LSE Paper on Anorexia, Body Image and Peer Effects - - Costa-Font and Jofre-Bonet

Oh Sigh Sigh Sigh

This paper from the LSE has been causing quite a stir in the papers recently. Now, look, I do understand the environment has a part to play in the onset of an eating disorder but this research fails on so many levels that I can't begin to even start.  I actually started laughing (in a discombobulated way!) at parts of this.  I am hoping a U.S. friend is going to do a guest blog for me.  In the meantime, I think I should point out how far apart those of us who live in "Eating Disorder World" are from those who don't.

2. Background


Standard health production models fail to explain irregular behaviours (irregular behaviours?  what on earth is an irregular behaviour?  Hold on, do they mean the onset of a brain disorder?) such as those of anorexics. Different factors have been suggested as possible determinants of anorexia, and generally evidence does not suggest a clear consistency with the inclusion of social effects. Some of these are related to ‘nature’, i.e. gender, genes and predisposition. Other factors are more closely related to ‘nurture’ i.e. parental values (splutter!) and socio-cultural influences. In the main, these determinants seem to make individuals susceptible to having their food and exercise intake shaped by the strong socio-environmental pressures, which in this paper we define as influencing what an ideal body looks like.

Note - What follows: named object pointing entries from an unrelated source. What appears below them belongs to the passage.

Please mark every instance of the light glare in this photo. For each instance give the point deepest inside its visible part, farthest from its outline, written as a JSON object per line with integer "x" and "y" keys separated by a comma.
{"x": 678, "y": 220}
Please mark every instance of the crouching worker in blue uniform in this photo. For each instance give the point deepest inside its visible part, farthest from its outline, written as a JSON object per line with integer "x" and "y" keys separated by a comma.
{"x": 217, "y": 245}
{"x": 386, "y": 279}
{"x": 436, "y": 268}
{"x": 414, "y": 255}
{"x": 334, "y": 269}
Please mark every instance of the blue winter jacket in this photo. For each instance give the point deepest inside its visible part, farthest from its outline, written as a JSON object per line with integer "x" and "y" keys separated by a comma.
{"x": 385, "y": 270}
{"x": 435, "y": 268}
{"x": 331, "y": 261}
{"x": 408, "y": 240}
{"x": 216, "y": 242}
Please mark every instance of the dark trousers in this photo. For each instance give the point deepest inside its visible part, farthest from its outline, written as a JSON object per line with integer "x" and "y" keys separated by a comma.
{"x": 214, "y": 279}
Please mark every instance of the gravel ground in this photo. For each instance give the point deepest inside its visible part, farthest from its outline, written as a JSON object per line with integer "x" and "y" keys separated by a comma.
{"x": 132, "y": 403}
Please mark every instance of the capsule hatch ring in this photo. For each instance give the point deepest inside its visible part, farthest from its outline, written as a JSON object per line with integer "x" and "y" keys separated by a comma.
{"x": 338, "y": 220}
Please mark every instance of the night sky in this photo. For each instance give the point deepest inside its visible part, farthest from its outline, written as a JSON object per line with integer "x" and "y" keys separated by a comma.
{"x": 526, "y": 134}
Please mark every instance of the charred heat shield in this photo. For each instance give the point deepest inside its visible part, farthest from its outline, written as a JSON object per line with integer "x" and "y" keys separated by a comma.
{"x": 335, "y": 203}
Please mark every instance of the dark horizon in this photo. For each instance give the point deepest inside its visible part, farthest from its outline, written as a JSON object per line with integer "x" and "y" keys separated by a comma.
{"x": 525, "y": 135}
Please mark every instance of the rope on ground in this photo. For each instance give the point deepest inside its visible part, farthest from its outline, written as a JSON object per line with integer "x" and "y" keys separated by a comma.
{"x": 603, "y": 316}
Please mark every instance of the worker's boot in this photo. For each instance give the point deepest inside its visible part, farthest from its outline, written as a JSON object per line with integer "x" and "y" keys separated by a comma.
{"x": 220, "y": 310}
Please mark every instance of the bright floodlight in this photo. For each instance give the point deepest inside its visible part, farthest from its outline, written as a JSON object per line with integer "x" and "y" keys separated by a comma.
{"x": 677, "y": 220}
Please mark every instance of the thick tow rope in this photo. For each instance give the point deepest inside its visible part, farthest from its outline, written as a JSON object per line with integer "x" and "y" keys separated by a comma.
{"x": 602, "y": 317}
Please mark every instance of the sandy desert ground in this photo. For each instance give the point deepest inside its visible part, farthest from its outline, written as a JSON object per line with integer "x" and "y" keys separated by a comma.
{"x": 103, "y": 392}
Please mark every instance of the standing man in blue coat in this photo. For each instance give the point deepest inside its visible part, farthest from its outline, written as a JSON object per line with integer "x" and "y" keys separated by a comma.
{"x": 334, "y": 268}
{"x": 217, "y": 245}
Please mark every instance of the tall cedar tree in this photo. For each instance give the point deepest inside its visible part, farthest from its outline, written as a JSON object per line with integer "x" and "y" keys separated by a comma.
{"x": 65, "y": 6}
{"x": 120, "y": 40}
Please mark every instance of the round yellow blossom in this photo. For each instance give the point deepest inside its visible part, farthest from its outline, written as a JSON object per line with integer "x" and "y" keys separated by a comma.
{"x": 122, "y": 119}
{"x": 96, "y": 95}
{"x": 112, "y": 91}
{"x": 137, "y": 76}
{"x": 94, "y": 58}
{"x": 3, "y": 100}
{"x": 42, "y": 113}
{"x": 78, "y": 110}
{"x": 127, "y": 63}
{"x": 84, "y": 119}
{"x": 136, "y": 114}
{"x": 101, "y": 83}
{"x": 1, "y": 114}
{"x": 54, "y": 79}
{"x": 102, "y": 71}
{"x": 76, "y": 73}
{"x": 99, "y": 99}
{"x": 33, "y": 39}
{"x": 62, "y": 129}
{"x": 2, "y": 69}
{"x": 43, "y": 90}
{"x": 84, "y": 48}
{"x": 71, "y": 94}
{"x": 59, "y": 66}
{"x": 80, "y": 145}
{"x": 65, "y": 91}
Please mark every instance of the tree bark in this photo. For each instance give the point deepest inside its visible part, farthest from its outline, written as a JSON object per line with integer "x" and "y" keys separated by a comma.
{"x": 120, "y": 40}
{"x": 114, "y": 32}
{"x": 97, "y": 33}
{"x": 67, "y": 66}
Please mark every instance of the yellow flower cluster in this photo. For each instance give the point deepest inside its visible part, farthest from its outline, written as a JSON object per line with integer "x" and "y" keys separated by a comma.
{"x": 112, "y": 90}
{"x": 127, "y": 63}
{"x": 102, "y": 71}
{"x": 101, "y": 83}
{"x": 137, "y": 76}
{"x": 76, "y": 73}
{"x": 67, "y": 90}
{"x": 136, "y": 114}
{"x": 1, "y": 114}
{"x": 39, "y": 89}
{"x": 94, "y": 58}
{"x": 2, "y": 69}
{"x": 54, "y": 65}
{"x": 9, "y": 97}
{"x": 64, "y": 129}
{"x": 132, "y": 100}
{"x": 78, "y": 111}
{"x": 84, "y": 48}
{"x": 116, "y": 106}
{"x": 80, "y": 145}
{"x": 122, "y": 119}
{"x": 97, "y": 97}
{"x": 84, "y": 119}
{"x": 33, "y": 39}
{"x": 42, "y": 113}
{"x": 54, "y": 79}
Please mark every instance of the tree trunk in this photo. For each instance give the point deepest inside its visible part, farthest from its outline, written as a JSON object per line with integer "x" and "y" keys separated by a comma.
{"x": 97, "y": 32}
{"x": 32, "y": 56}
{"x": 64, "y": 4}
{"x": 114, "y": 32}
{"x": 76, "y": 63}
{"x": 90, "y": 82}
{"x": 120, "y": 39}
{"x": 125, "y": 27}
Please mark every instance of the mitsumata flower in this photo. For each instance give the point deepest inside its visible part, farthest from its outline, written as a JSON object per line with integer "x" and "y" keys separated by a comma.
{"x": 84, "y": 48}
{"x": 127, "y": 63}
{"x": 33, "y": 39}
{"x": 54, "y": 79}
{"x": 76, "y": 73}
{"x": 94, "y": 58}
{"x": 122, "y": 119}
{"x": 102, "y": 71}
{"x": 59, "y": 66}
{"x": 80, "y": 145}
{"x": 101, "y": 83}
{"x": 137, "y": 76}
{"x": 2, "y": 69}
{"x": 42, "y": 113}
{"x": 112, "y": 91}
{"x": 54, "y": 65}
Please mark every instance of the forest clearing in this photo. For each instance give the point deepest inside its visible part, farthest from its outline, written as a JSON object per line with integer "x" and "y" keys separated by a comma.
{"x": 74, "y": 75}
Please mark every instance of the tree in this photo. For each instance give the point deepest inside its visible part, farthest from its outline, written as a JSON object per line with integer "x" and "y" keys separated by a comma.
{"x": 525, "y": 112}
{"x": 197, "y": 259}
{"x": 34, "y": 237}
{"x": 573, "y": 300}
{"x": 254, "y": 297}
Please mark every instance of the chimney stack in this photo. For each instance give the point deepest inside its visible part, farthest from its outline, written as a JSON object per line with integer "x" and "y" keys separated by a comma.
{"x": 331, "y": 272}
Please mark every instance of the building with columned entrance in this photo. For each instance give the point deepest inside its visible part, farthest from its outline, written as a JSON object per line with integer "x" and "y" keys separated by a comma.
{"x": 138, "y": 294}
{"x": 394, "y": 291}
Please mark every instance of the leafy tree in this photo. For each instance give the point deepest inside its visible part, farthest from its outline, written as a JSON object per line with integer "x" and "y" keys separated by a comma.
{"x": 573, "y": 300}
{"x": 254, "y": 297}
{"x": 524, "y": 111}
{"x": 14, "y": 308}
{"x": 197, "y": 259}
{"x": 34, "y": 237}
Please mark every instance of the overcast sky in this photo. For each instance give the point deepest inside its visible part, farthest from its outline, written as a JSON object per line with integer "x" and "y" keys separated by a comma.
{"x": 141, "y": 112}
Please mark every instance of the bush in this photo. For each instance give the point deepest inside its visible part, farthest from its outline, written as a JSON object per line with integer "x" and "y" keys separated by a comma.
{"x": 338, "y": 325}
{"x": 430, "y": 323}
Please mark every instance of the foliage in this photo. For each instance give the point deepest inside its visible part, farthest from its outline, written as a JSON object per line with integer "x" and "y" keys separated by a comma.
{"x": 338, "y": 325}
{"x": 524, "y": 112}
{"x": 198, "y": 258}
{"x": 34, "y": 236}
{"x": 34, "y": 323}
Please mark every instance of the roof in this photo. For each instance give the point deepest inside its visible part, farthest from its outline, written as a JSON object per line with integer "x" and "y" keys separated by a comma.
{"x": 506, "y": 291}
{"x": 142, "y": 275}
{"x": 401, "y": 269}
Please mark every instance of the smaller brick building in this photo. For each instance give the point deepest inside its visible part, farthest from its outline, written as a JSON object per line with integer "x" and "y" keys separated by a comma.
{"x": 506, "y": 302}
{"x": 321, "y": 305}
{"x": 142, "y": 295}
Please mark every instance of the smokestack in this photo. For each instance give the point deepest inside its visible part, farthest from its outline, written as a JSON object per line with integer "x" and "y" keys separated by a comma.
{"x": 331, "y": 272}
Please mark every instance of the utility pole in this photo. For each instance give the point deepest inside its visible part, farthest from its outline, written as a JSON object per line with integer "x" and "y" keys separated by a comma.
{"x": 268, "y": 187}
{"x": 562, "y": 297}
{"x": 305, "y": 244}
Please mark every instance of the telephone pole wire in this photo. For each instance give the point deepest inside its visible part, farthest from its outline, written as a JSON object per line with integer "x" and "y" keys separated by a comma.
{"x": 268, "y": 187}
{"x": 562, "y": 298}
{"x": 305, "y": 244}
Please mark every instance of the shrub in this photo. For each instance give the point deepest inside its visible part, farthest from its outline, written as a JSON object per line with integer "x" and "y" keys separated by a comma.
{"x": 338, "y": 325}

Puberty and anorexia.  Girls who achieve sexual maturity ahead of their peers, with the associated development of breasts, hips, and other physical signs of womanhood, are at increased risk of becoming eating-disordered (Bordo, 2003). These girls often wrongly interpret their new curves as signs of fatness and feel uncomfortable because they no longer look like their peers, who still have childish bodies. (Er.. nothing to do with this at all, I take it.  It is NOT  a control issue, in the sense you are implying) -  A young woman in this group may ‘tackle’ her body, partly  because she wants3 to take control and ‘fix’ her insecurity and importantly because they are under the influence of a culture that equates success and happiness with thinness at times like this, I do want to scream HILDE IS DEAD and CLINICAL OBSERVATIONS ARE NOT SCIENCE alongside such comments as compulsion, misfiring, neurons. For this group of young omen, dieting, bingeing, purging, exercising, and other strange forms of behaviour are not random, but the result of a conscious decision process. ARGHHHHHH!!!!!!!!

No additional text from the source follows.